Judging the inaugural Bath Flash Fiction Award has been both an honour and a delight. The organisers did the hard work of sifting through one thousand entries and sent me, as if by magic, the twenty intriguing stories on this shortlist.
The first thing that struck me was the proliferation of certain themes — death, apocalypse or social breakdown featured in at least half the shortlist — which is not to say that the stories themselves are uniform. Far from it. Without exception, the writers have used their 300 words to create something fresh and distinctive.
The second thing I noticed was the level of ambition. The vast majority of writers avoided the common pitfalls of low stakes and trite endings (which might be why there was so much death and apocalypse!). Moreover, there was a high standard of linguistic flair, even if I did have some stylistic quibbles here and there.
When choosing the winners, I looked for originality and craft — care with language and a sense of formal completeness. Ironically, the few stories that succumbed to showiness tended to leave very little trace. The most successful writers were single-minded about what they wanted to convey and didn’t let their delight in language get in the way. As for the winning story, it is simply outstanding – a comedic tour de force.
When it came to judging, I annotated, spoke aloud, and colour-coded each story multiple times (green, red, amber for yes, no, maybe). As it happens, my overall winner revealed itself on the second read through and never lost that lead, but the six or so other stories that rose to the surface proved difficult to separate. Eventually, a couple of days later, six shrank to four and a ranking emerged.

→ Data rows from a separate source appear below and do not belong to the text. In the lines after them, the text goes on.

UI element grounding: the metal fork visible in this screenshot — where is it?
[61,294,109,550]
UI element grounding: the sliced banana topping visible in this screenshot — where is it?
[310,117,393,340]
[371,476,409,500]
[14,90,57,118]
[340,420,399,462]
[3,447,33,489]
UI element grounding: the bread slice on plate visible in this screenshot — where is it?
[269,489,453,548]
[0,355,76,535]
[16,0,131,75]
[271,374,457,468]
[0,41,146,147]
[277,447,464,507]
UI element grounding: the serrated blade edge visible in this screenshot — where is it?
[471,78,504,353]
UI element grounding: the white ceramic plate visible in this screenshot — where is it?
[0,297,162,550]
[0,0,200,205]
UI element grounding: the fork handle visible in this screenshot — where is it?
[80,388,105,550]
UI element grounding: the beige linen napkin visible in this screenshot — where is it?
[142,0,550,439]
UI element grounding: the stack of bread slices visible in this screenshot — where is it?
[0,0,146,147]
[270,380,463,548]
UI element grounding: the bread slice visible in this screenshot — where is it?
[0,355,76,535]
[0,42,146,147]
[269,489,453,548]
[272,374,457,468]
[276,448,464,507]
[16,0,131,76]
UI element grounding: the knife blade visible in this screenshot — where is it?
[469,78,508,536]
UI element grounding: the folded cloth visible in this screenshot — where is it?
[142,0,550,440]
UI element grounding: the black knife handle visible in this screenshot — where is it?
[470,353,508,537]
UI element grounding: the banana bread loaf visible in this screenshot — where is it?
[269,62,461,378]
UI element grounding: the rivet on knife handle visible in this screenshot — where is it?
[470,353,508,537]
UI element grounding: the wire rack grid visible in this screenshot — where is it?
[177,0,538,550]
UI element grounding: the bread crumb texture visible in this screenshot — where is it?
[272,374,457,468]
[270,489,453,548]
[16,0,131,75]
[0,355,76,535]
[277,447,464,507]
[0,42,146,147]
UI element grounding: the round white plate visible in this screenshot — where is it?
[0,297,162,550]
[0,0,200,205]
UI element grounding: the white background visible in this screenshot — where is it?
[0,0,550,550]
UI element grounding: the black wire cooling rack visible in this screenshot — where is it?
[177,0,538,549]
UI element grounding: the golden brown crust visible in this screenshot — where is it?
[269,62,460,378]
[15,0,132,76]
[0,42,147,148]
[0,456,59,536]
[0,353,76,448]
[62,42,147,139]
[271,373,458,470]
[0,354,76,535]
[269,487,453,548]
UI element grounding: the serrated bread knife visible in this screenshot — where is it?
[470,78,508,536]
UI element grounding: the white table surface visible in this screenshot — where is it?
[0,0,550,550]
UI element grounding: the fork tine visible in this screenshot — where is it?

The winning story made me laugh out loud each time I read it. In ‘Radio Alarm’ our character awakes to the soundtrack of the shipping forecast on the morning after a very eventful night. The title obviates the need for scene setting and leads us straight into the story. There is no laboured telling here; we receive information as the character starts to remember it, in single-word flashes of horrified recollection. The character senses the flavour of the night (bad!), long before s/he is able to piece it all together. The story is remarkable for its deft deployment of two voices — the incantatory voice of the shipping forecast acting as the perfect foil for the terse interior voice of the character. The writer mines the comic potential of disparate elements: rhubarb vodka, vicars, drag queens, naked bike rides, even the place name Thirsk, with judicious use of juxtaposition and repetition. Soon, a possible sequence of events begins to emerge. Oh dear, oh dear, oh dear. The voices become ever more contrapuntal — certain phrases from the shipping forecast seem to prompt details from the previous night’s escapade — until the story reaches its breathless, and very funny, conclusion. Wonderful writing, and a very worthy inaugural winner!

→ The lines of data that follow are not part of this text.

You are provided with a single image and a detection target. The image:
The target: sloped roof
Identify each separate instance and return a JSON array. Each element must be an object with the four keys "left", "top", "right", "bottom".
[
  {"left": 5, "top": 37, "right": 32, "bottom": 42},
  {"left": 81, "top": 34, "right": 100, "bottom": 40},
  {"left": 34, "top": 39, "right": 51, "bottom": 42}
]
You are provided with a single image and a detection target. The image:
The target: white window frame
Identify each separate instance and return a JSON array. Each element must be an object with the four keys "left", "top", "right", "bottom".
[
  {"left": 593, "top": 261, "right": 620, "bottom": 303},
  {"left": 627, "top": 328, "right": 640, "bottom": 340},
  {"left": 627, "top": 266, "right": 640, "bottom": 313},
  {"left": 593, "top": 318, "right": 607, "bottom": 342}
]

Second prize goes to ‘This Is How They Drown’ — a more conventional story, but a very well told one. I loved how the characters, oblivious to what is about to occur, are placed in separate zones — Connie and Luke making out on the beach and Ferg floating further out to sea — and how the writer then unites all three in the final few lines. There are some lovely details: ‘they are fifteen and feckless’, ‘She tastes like salt and sunblock and girl’. Summer and youth, and the pleasures of both are well conveyed. Without overdoing it, the writer evokes very well the mercilessness of fate, both in the matter-of-fact title and in the use of hard-edged imagery — the ‘metallic glare’ of sun on sea, the ‘sequined water’ and ‘cut glass sky’. Meanwhile, an omniscient, unblinking eye looks on with cold detachment, and this is what gives the story much of its considerable power.

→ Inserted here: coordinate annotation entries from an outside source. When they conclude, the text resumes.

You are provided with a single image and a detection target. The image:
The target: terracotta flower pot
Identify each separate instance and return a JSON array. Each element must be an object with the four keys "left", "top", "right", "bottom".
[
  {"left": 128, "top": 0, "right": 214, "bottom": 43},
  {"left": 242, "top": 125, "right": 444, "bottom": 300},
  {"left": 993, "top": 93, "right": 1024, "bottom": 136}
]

The third prizewinner, ‘The Most Amazing’, manages to pull off the unlikely juxtaposition of the repair of a toilet with the end of days. This story is distinguished by naturalistic dialogue and by its clear focus. The idea of someone empowered by catastrophe is an affecting one. It is apt that it is the girl’s eyes that are the primary object of Will’s admiration, just as the whole world is going dark. As he makes his declaration, he seems to see her even more clearly than before, which is when we get the beautiful final passage with its close-up focus on the detail of the girl’s face and her slow motion smile.
The two stories I’ve chosen for commendation are as follows:
In ‘Sailboats’, a seaside encounter between an adult daughter and her father, I enjoyed the wry observations on love and marriage. The character of the father is drawn very effectively with very few strokes. ‘[he] gestured the waitress over for more oyster shooters, an appropriate way to get a little drunk before 5.00.’ ‘[he] did believe in coincidental romances, having followed that fairy path several times himself.’ The daughter’s need for self-realisation is neatly expressed in the sailboats heading out to sea.
‘Picasso Dreams’ is a kind of conceit about the nature of imagination. The brisk, clean prose is somewhat at odds with the subject-matter, and this creates an interesting sense of dissonance. It’s visual too, with the dreamscape enlivened by flashes of blue and lime green. An imaginative, original story.
Congratulations to all twenty shortlisted writers!